What strikes me about the nineteenth-century texts is how little they actually describe of the image. Unlike DALL-E prompts, these texts are mere suggestions. I am the intelligence that has to fill in the gaps, whether through imagination or a trip to the gallery.

As a historian of photography, I’m always describing pictures. Sometimes it’s to hedge against the possibility that there will be no reproductions to accompany my writing or to help readers see the picture in the way that I’m seeing it. But the most frequent way I describe pictures is this: “woman wearing scarf in front of Grand Canyon.” Then I click “search” and look through the results. And finally I remember that the picture I was trying to find is by Roger Minick and it’s actually Inspiration Point in Yosemite, not the Grand Canyon. Or I search “shopping cart in parking lot, 1960s.” And, obviously, the shopping cart is William Eggleston’s, but in my mind I’ve merged it with his tricycle picture. My remembered description can only get me so far.

My Google image search history reads like David Horvitz’s project called Nostalgia. The artist selected thousands of digital images from his personal archive. When shown publicly, each image is displayed for one minute on a screen. After it is shown, it is deleted. Forever. All that is left is Horvitz’s memory of those images—and descriptions he wrote of them. He collected some of these descriptions, along with file names and dates, in a book published by Gato Negro in 2019. They include “IMG_9906.jpg View through the windshield driving through automatic car wash. 11/28/2017 3:37 pm” and “IMG_6703.jpg Daniel getting massaged by a woman on a beach in Italy. 7/22/2018 2:10 pm.” The titles read to me like they could be DALL-E image prompts working backwards, from image to text.

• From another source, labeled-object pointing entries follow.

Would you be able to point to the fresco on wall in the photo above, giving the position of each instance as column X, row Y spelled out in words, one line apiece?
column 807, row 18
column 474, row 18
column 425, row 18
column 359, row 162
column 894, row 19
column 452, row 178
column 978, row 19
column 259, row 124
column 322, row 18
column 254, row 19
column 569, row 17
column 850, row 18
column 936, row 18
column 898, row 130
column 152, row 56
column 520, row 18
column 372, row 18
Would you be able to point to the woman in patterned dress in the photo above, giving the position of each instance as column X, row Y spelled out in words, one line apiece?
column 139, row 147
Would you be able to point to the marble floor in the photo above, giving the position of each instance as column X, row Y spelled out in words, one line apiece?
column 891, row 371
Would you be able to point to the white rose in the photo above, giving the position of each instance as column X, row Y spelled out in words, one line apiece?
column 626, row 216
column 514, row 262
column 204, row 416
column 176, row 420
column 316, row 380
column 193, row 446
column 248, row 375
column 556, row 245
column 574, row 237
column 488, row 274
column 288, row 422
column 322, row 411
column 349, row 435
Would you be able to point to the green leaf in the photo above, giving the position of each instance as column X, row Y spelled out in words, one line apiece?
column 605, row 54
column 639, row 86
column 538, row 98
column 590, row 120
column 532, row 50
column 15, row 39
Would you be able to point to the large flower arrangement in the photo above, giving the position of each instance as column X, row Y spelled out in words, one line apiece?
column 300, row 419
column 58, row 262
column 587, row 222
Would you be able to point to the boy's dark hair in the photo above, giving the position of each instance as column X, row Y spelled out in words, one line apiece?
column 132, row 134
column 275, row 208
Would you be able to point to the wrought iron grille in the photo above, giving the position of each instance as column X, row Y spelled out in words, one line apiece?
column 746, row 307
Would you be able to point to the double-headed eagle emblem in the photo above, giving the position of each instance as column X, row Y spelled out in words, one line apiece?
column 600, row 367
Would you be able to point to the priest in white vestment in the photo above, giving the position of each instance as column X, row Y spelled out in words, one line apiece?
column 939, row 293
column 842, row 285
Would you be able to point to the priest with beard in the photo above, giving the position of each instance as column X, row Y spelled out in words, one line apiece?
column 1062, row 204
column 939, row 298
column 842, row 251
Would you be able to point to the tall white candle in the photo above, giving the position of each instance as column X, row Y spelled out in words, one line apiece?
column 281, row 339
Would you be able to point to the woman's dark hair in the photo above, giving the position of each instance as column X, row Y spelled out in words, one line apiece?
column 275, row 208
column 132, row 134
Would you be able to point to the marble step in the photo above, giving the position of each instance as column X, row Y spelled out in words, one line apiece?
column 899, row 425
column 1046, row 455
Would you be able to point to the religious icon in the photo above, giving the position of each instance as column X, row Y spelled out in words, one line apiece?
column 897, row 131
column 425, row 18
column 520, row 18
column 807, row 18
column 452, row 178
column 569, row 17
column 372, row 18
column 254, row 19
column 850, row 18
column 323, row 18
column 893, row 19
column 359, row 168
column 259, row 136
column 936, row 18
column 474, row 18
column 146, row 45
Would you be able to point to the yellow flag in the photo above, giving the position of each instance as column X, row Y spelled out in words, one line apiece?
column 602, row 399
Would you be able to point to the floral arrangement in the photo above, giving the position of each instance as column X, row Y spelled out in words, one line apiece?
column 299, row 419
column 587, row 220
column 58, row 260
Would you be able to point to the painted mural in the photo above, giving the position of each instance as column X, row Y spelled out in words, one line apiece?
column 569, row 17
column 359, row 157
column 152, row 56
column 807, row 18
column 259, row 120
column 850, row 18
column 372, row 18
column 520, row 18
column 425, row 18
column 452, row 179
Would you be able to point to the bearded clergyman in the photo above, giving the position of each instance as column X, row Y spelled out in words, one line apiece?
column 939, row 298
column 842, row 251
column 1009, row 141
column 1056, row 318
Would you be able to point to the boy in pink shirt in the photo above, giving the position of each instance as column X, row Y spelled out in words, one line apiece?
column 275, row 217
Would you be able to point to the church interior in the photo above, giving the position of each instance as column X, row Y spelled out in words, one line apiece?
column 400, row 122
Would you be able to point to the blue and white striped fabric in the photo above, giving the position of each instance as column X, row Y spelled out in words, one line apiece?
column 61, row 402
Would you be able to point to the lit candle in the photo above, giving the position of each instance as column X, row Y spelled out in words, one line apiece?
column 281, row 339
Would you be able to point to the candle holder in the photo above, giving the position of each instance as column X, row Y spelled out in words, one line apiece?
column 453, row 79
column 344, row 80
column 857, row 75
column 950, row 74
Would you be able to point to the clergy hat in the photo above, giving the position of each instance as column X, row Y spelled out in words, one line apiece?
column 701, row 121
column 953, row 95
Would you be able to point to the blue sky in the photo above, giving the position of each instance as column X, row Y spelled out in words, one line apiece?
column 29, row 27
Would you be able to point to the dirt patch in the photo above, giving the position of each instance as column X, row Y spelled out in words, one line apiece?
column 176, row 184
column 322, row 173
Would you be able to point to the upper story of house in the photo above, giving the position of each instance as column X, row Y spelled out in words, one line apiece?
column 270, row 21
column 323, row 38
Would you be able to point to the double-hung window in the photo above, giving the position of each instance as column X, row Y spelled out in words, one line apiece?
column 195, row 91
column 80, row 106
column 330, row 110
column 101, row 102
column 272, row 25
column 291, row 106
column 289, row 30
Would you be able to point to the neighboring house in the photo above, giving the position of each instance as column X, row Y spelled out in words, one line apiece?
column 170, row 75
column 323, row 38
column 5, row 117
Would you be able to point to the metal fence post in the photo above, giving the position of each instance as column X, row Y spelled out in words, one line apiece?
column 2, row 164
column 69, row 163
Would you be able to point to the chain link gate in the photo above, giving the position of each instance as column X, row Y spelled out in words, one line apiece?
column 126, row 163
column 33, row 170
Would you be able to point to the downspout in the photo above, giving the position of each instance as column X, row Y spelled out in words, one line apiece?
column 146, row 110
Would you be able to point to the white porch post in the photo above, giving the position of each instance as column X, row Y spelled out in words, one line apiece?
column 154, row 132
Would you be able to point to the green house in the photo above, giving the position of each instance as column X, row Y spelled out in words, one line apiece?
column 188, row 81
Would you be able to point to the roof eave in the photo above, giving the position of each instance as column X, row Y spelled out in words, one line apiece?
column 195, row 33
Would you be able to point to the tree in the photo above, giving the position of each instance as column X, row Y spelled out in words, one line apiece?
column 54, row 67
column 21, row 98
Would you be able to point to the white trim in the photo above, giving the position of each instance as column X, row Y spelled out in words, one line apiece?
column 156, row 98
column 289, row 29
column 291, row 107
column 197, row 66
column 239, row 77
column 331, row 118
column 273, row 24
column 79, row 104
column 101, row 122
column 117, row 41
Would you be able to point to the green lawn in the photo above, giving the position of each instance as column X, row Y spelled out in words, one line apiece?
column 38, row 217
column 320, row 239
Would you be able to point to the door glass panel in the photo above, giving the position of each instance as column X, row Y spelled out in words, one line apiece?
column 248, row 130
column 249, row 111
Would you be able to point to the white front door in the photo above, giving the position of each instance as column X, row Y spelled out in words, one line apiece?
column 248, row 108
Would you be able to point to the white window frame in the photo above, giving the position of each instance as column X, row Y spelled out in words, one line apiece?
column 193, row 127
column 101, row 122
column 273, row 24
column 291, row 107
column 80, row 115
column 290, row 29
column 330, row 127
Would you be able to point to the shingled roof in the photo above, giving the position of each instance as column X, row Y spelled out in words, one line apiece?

© David Horvitz. *Nostalgia*. Gato Negro Ediciones. 2022. Author David Horvitz compiled the descriptions of photos he had deleted from his archive into a book, *Nostalgia.*

Another DALL-E inversion is a recent project by David Campany, who has been making photographs that look like DALL-E images. The interest in looking at these pictures is not in appreciating the images, but in imagining what prompts could have generated them. The image of sunlight reflecting in a blue swimming pool would be easy to create, but should one describe the lens flare that appears over the lavender field, or would DALL-E add that on its own?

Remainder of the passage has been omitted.